Among extracellular matrix components, LN-1 and fibronectin promote follicle maturation and increase the rate of oocyte polar body formation.26 Therefore, it is possible that aLN-1 may reduce MII oocyte count interfering with LN-1 functions.
Among its physiologic functions, LN-1 is involved in implantation and placentation as finely demonstrated by Klaffy et al.,27 who highlighted the importance of laminin-trophoblast cell interaction for implantation and placentation in a mouse model.

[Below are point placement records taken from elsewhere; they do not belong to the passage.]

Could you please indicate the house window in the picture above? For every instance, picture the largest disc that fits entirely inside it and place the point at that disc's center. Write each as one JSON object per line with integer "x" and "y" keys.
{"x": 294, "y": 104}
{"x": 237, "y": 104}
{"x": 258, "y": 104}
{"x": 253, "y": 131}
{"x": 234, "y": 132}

Additionally, the effects of aLN-1, as well as antibodies to laminin binding protein, have been investigated in animal models.28–30 Results clearly indicate that such auto-Ab may be responsible for reproductive failure and suggest their detrimental role on IVF outcome by affecting several steps of reproductive process. In this respect, it should be pointed out that in all four pregnant HTWI, serum aLN-1 levels fell into the normal range (i.e. below the 99th percentile of values obtained in FW), whereas TPO-Ab were positive in all and TG-Ab in three of them. Of course, due to the low number of HTIW who became pregnant following IVF, caution should be paid in interpreting this finding, which requires validation in a larger number of subjects.
In conclusion, our data show that HTIW have a reduced chance of successful IVF. Moreover, we demonstrated for the first time in a relevant percentage of HTIW the presence of aLN-1, namely different auto-Ab that, in addition to the effects of anti-thyroid antibodies, could increase the risk of poor IVF outcome.
Footnotes
Declaration of conflicting interests: The author(s) declared no potential conflicts of interest with respect to the research, authorship, and/or publication of this article.
Funding: This research was supported by MIUR “Programma Operativo Nazionale (PON) Bioscienze & Salute (B&H)”.